The majority of the High Court in Ebner v Official Trustee[16] (Gleeson CJ, McHugh, Gummow and Hayne JJ) cited the above passage with approval in a discussion of the bias rule of procedural fairness.

[15](1991) 70 CLR 70 at 89.

[16](2000) 205 CLR 337.

  1. I conclude that a panel appointed pursuant to the Act to conduct a formal hearing into complaints of misconduct against a medical practitioner has no power to stay a hearing being conducted or to be conducted before it on the ground of abuse of process.

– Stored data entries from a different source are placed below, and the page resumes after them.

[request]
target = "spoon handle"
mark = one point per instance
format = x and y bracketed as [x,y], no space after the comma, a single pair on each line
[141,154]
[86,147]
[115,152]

  1. To deny any implied power in a panel to stay an investigation for abuse of process does not mean, however, that the facts capable of giving rise to an allegation of abuse of process will be necessarily irrelevant to the process in which the panel must engage. For example, an allegation of fact made by a complainant which cannot be refuted by a medical practitioner for want of lost or destroyed documents, or for any other reason, would have to be viewed in light of the inability of the practitioner to engage in an effective denial. Thus the readiness of a panel to make a finding of misconduct may be affected by the inability of the medical practitioner to contradict the allegations made against him or her. In some cases this may lead a panel to be unable to make any of the findings contemplated by s. 50(1). Further, if the element of alleged abuse of process is a lengthy delay, that fact alone may affect the fact-finding of the panel in a similar way. There may be other ways in which the facts which might have given rise to an application to stay for abuse of process will become relevant in the course of a formal hearing conducted by a panel under the Act. A panel complying with its statutory obligations will recognise them and act accordingly. Further, a panel possesses ample procedural discretion to mould its processes to alleviate, as far as possible, the effect of any prejudice to an accused practitioner arising from a situation which might be capable of amounting to an abuse of process.

  1. Having determined this question in the way that I have, I propose to make no order other than an order dismissing the defendants' summons of 1 March 2002.

  1. In due course I shall dismiss that part of the originating motion seeking relief in the nature of certiorari in respect of the Panel's ruling that it had no jurisdiction to entertain an application to stay the formal hearing which it had been appointed to conduct into the plaintiff's professional conduct.  I shall now proceed to complete the trial of the originating motion and the action commenced by writ brought by XD against the defendants.